ASIL PATLAMA 2003'TE Kubilay söz konusu sorgulamaların 10 milyon yeni kredi kartı başvurusu, 5 milyonun ise tüketici kredisi başvurusu olduğunu belirterek, "10 milyon yeni kredi kartı için sorgulama yapılmış, ancak bu sırada yeni kredi kartı için açılan hesap sayısı 4.5 milyonda kalmış. Yani demek ki herkese de kart verilmemiş" dedi. Yaklaşık 17 milyon kredi kartı hesap sayısı olduğunu söyleyen Kubilay, bunlardan
yüzde 5'inin ödemelerinin sorunlu olduğunu söyledi. Kendi sistemlerinde bankaların kart başvurusu yapan kişilerin son beş yılının göründüğünü anlatan Kubilay sözlerine şöyle devam etti: "Kredi kartı sayısında asıl patlama 2002-2003 yılında oldu. O tarihlerde alanların problemleri şimdi ortaya çıkmaya başladı. Gözlemlerimize göre, kredi kartında ödeme sorunu yaklaşık 1.5-2 yıl sonra çıkmaya başlıyor. Yanlış kullanımın faturası bu zaman süreci sonunda ödemelere yansıyor. Ancak geçmiş yıllara baktığımızda sorunlu kart sayısında 2005 yılında oransal olarak bir artış söz konusu değil."
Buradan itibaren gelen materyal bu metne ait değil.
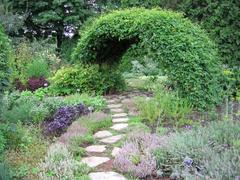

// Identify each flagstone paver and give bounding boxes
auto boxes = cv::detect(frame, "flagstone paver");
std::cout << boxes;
[100,134,122,144]
[112,113,127,118]
[111,108,124,113]
[112,117,129,123]
[89,171,126,180]
[81,156,110,167]
[107,99,117,104]
[111,147,121,157]
[111,123,128,131]
[93,130,112,138]
[85,145,106,153]
[108,104,122,109]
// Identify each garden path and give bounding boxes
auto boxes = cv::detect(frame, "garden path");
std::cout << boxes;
[82,96,129,180]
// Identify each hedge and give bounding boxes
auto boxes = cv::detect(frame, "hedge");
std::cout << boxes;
[72,8,221,108]
[0,25,11,95]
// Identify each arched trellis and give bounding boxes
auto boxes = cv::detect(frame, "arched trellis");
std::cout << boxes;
[72,8,221,108]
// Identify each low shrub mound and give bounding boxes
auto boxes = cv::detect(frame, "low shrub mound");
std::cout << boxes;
[155,121,240,179]
[72,8,221,108]
[0,24,11,94]
[49,65,125,95]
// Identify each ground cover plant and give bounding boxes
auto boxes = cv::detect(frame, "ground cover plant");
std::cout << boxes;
[0,0,240,180]
[156,121,240,179]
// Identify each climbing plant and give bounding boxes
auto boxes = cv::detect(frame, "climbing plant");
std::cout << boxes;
[72,8,221,108]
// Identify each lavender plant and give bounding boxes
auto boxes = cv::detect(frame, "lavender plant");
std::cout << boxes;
[114,133,160,178]
[45,104,89,134]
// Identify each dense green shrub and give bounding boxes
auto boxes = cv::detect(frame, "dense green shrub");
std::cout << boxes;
[72,8,221,108]
[0,24,11,94]
[178,0,240,67]
[156,121,240,179]
[26,58,49,78]
[50,65,124,95]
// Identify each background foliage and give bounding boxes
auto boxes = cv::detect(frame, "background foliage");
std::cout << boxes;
[73,8,221,108]
[0,24,11,95]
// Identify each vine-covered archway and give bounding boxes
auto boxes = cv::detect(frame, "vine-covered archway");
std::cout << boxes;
[72,8,221,108]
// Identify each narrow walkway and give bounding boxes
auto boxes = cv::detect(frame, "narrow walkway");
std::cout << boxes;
[82,97,129,180]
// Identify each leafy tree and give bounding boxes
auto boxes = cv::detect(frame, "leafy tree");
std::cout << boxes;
[0,0,25,36]
[12,0,93,48]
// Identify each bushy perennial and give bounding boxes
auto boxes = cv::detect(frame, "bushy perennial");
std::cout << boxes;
[72,8,221,108]
[114,133,160,178]
[39,143,77,180]
[46,104,89,134]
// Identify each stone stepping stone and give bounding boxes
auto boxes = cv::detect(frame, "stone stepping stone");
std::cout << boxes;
[111,108,124,113]
[81,156,110,168]
[111,147,121,157]
[111,123,128,131]
[100,134,122,144]
[89,171,127,180]
[108,104,122,109]
[112,113,127,118]
[85,145,106,153]
[107,99,116,104]
[93,131,112,138]
[112,117,129,123]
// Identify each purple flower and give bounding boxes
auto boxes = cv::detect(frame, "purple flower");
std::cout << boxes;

'KART VERMEYİN' Kredi kartı kullanmayı bilmek de aslında bir bilgiyi gerektiriyor. Ortaya çıkan iflaslar, intiharlar nedeniyle son dönemde Kredi Kayıt Bürosu'nun da bankaların da kapısını çalan bazı kart müşterileri, "Oğluma, kızıma ya da eşime kart vermeyin" diye bireysel başvurularda bulunuyorlar. Edinilen bilgiye göre, bankalar bu tür talepleri kişilerin özgürlüklerini sınırlama olarak gördükleri için değerlendirmiyorlar.